Some senior Tories suspect Badenoch’s supporters are among those agitating against the prime minister, but on Sunday the business secretary insisted that the plotters were “not my friends”.
Speculation has swirled at Westminster after a group of anonymous Tory donors funded a major poll suggesting that Sunak was leading his party towards an electoral wipeout at the general election expected this year.
The poll was followed shortly by former cabinet minister Sir Simon Clarke calling for Sunak to quit and the revelation that former Downing Street adviser Will Dry had joined the anti-Sunak camp.
Rebel Tories have argued Badenoch or former home secretary Suella Braverman stand a better chance of saving Tory seats at the election than Sunak.
“The people who keep putting my name in there are not my friends — they don’t care about me,” Badenoch told Sky’s Trevor Phillips. “They don’t care about my family or what this would entail. They are just stirring.”
Badenoch stood unsuccessfully in the Tory leadership contest won by Liz Truss after Boris Johnson stood down in the summer of 2022. But she backed Sunak when Truss quit.
“I said the right person to lead the country was Rishi Sunak and I still believe that,” Badenoch said on Sunday.
The business secretary, who comes from the Eurosceptic right of the party, is the bookies’ favourite to succeed Sunak in a contest that most Tory MPs expect will come after the general election if the Conservatives lose.
Badenoch’s uncompromising stance on cultural issues has also endeared her to party activists. A regular survey by the ConservativeHome blog puts her well clear of her nearest rival, Leader of the Commons Penny Mordaunt, on a plus 63 per cent approval rating. Sunak is on minus 25.
She did not rule out another tilt at the Tory leadership in future. “You never really know until you are in the moment,” Badenoch said. But she said that the vast majority of Conservative MPs want to rally behind Sunak.
Badenoch said she had rebuked Sir Simon Clarke, a former cabinet minister, for publicly calling for Sunak to go last week. “Quite frankly, we can’t just keep treating prime ministers as if they’re disposable,” she said.

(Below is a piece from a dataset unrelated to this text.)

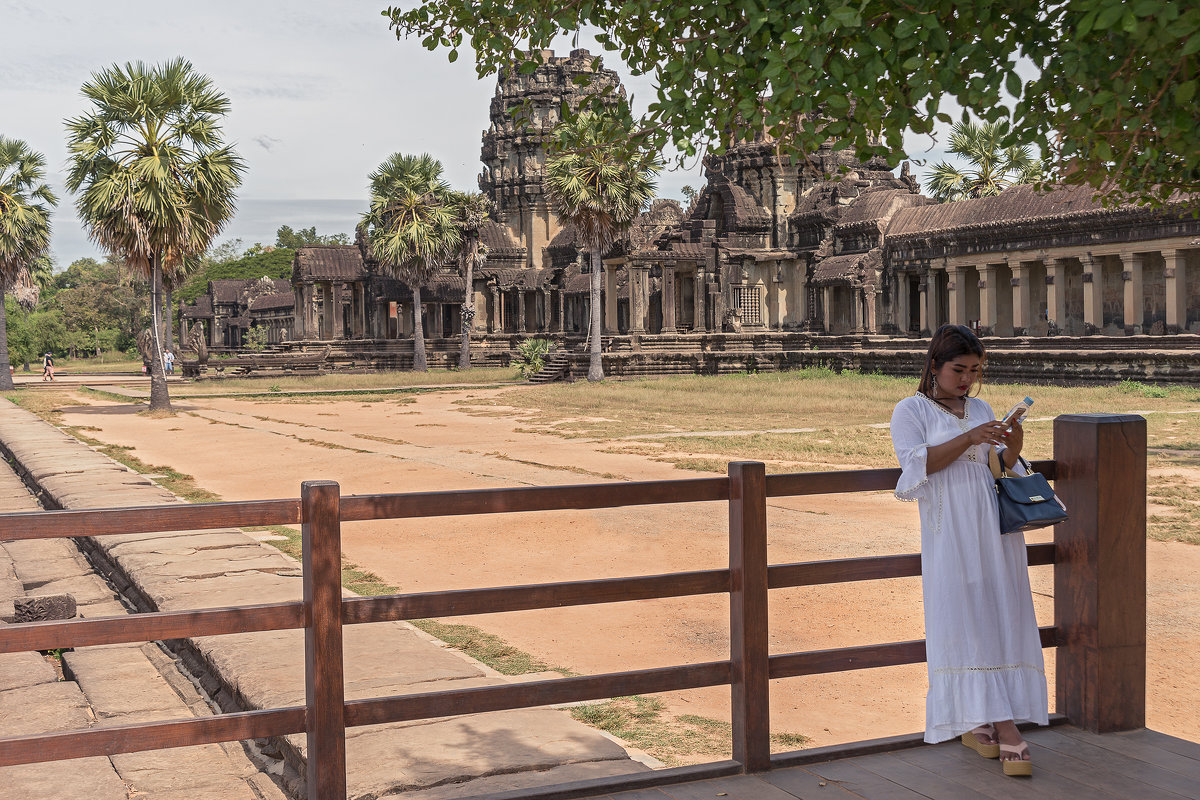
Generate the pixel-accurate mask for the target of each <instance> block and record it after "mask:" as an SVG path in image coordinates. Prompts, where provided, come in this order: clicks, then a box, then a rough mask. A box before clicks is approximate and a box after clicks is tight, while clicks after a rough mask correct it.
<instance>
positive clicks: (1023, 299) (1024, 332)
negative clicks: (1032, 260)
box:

Meanwhile Braverman’s allies deny plotting against Sunak and believe Downing Street is trying to blame them to divert attention from the prime minister’s falling popularity. A Redfield and Wilton Strategies poll this month put Sunak’s approval rating at a record low of -21.
Sunak’s team have been trying to discover the identity of the Tory donors who funded a YouGov mega-poll that suggested the party was heading for a 1997-style electoral rout. The rebel group call themselves the Conservative Britain Alliance.
Rebel Tory MPs admit there is little prospect of Sunak being toppled before an election, but the prime minister is braced for more infighting if the Tories lose two parliamentary by-elections next month as expected.
The contests in the Tory seats of Wellingborough and Kingswood are both seen as winnable by Labour, while Sunak is likely to face further pressure after a round of local elections in May.